Payer beaucoup mieux les personnels en doublant les salaires des infirmiers,
des aide-soignants et des sages-femmes,
rembourser beaucoup mieux tous les soins,
en responsabilisant fortement toutes les parties prenantes
La politique novatrice de RSP qui accorde une place majeure à la prévention est donc la suivante : payer beaucoup mieux les personnels en doublant les salaires actuels des infirmiers, des aides-soignants et des sages-femmes ; rembourser beaucoup mieux tous les soins, en responsabilisant fortement toutes les parties prenantes, l'industrie pharmaceutique ne se gavera plus car les Français tomberont moins souvent malades. Tout ceci va coûter de l'argent mais beaucoup moins que le paradigme actuel focalisé sur le curatif. Il va sans dire qu'une politique de santé publique sérieuse s'inscrit forcément dans la prise en compte d'un agrégat socio-économique : certaines maladies sont liées par exemple à la pollution atmosphérique donc lutter contre les maladies respiratoires, ce n'est pas uniquement aller à la pharmacie a posteriori, c'est avant tout lutter pour améliorer la qualité de l'air, en amont ; RSP, dans la rubrique "Emploi", promeut des mesures fiscales draconiennes pour favoriser l'essor rapide d'entreprises capables de capter le CO2. De la même façon, tout le monde sait que les plus gros fumeurs sont les personnes dans une situation de chômage, de précarité financière ; les 8 mesures draconiennes pour atteindre le plein emploi apportent une base de travail indispensable en amont de la lutte contre le tabagisme.
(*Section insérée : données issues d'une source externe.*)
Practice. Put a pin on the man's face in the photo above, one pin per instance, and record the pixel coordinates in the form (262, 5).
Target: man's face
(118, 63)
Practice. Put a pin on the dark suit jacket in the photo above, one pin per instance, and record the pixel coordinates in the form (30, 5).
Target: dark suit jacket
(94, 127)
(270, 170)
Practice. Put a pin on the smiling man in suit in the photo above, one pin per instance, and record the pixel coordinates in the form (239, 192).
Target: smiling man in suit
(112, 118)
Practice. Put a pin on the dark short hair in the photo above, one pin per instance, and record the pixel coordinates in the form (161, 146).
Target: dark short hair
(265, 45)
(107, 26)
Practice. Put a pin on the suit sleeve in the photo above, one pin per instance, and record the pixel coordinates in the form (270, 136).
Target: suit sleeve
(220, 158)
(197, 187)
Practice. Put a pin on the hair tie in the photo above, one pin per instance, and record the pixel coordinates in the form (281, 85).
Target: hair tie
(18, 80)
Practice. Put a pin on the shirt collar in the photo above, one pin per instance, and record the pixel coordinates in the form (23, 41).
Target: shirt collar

Le tabac est un combat central mené par RSP : l'interdiction de fumer dans près de 300 espaces publics de plein air et l'augmentation des prix sont efficaces mais ne peut résoudre durablement le problème de fond, sachant que le 3/4 des fumeurs veulent arrêter de fumer et parmi les personnes désirant arrêter de fumer, 40% ont déjà arrêté (avant de replonger). RSP propose la gratuité des traitements de sevrage tabagique, et, en contrepartie, les personnes qui ne s'inscrivent pas dans les programmes (gratuits) pour arrêter de fumer, programmes qui seront mis en place avec des associations agréées, devront souscrire à une assurance privée car le système public ne remboursera pas les traitements liés aux maladies consécutives à leur addiction au tabac. Ce n'est pas cynique. Le principe existe déjà et c'est totalement éthique et légitime : vous avez un comportement vertueux en optant pour des médicaments génériques, c'est gratuit ; vous voulez poursuivre vos propres modes de fonctionnement en refusant les génériques, soit, mais vous payez de votre poche. La collectivité n'a pas vocation à financer les abus individuels.
Enfin, RSP réaffirme son refus du dogmatisme en prônant une approche innovante qui améliore drastiquement la santé quotidienne des Français : l'interdiction totale de la cigarette sur tout le territoire, en espaces intérieurs comme en espaces extérieurs ; RSP prône donc un "total ban". Dans la mesure où l'on sait depuis plusieurs années sur la base d'études scientifiques irréfutables que la cigarette électronique, sans être totalement inoffensive, est beaucoup moins nocive pour les fumeurs passifs, le "total ban" prôné par RSP sera donc conjugué à une autorisation d'utiliser la cigarette électronique dans la totalité des espaces extérieurs (avec toutefois des zones clairement délimitées réservées aux fumeurs) ; fumer dans les espaces intérieurs, notamment les voitures, sera toujours interdit (avec possibilité de créer des espaces réservés aux fumeurs) et des fortes amendes dissuasives devront être mises en place pour permettre le succès d'une mesure de santé publique indispensable, à la fois juste et équilibrée qui préserve la santé des fumeurs passifs, tout en préservant la liberté de fumer des personnes qui le souhaitent.